(Chris and Desiree)
As I was walking up the bike path behind Chris Dumas, a couple approached on bicycles from the other direction. At the sight of Chris and his pit-boxer, Desiree, they swerved slightly to the side.
Chris said he’s used to having that effect on people, with his all-black clothes, chains and piercings and his dog’s potentially frightening appearance.
“People take me as an angry person just because I normally ignore most of society,” he said. “I’m not anti-society, I’m anti-establishment.”

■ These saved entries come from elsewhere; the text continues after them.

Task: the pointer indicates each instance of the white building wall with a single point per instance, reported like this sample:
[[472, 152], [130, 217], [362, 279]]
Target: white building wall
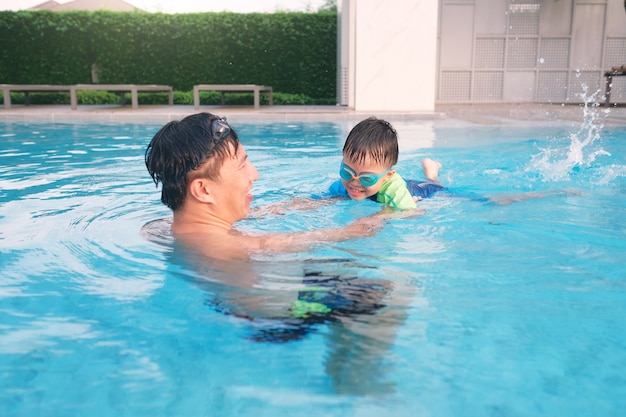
[[391, 54]]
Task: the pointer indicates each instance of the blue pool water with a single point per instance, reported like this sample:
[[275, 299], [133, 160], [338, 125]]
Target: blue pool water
[[497, 310]]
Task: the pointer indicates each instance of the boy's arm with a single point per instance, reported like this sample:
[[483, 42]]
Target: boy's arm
[[335, 192], [298, 203], [394, 193]]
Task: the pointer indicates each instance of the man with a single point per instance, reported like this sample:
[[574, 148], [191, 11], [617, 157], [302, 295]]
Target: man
[[207, 180]]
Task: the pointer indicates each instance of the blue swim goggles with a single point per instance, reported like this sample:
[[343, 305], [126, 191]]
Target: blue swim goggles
[[367, 179]]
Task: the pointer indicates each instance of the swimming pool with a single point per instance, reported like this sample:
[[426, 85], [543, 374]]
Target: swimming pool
[[496, 309]]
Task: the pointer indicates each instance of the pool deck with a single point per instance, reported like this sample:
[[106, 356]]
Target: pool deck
[[475, 114]]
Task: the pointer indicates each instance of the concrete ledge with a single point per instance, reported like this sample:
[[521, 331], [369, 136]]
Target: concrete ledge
[[121, 89], [26, 88], [257, 89]]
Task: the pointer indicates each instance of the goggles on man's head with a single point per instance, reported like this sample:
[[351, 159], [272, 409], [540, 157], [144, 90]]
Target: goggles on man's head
[[367, 179], [219, 128]]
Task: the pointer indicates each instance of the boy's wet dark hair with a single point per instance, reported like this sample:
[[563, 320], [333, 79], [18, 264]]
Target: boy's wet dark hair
[[373, 138], [180, 150]]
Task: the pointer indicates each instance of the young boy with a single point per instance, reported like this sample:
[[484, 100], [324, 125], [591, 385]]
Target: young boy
[[369, 154]]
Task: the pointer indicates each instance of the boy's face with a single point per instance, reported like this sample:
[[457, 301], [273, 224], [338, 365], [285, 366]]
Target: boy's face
[[358, 172]]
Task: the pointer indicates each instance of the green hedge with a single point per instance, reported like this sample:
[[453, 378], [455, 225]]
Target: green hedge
[[180, 97], [295, 53]]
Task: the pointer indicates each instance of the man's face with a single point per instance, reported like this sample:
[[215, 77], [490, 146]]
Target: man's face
[[233, 190], [355, 169]]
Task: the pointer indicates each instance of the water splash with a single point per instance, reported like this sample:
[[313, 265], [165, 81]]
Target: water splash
[[557, 163]]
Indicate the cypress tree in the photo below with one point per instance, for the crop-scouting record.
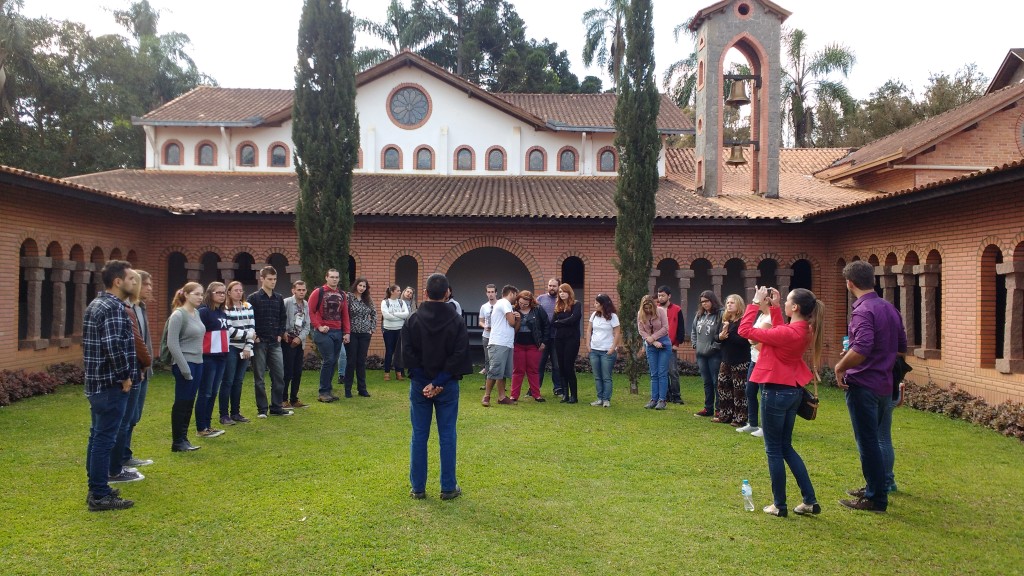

Chris, who’s 32, calls himself an anarchist. He said that philosophy is helping him keep it together during a stressful time. He lost his job a year ago, he said, and he’s got a cyst in his lower spine that makes it impossible for him to get back to work. His girlfriend can’t work either because of a brain cyst that is going to require surgery. They haven’t been able to get disability benefits. And they have a four-month-old daughter.
Chris’s girlfriend and daughter get food from the Women, Infants and Children program, and family members have been giving them hand-me-down clothes.
“I haven’t had new shoes in a year,” he said. “I’m starting to feel the holes in these ones.”
Chris said they’ve sold off all kinds of things, from comic book collections to their washer and dryer. They’ve been washing their clothes in the bathtub.
“I look at it as being old-school,” he said.
Chris has two older children from a previous relationship, but they live with their mother. He’s full of stories about his baby girl. She’s standing up at four months, before she’s even started crawling. They adopted Desiree as a puppy before they knew they’d be having a baby, and the dog took to snuggling up on Chris’s girlfriend’s growing belly and now seems more loyal to the little girl than to the two adults.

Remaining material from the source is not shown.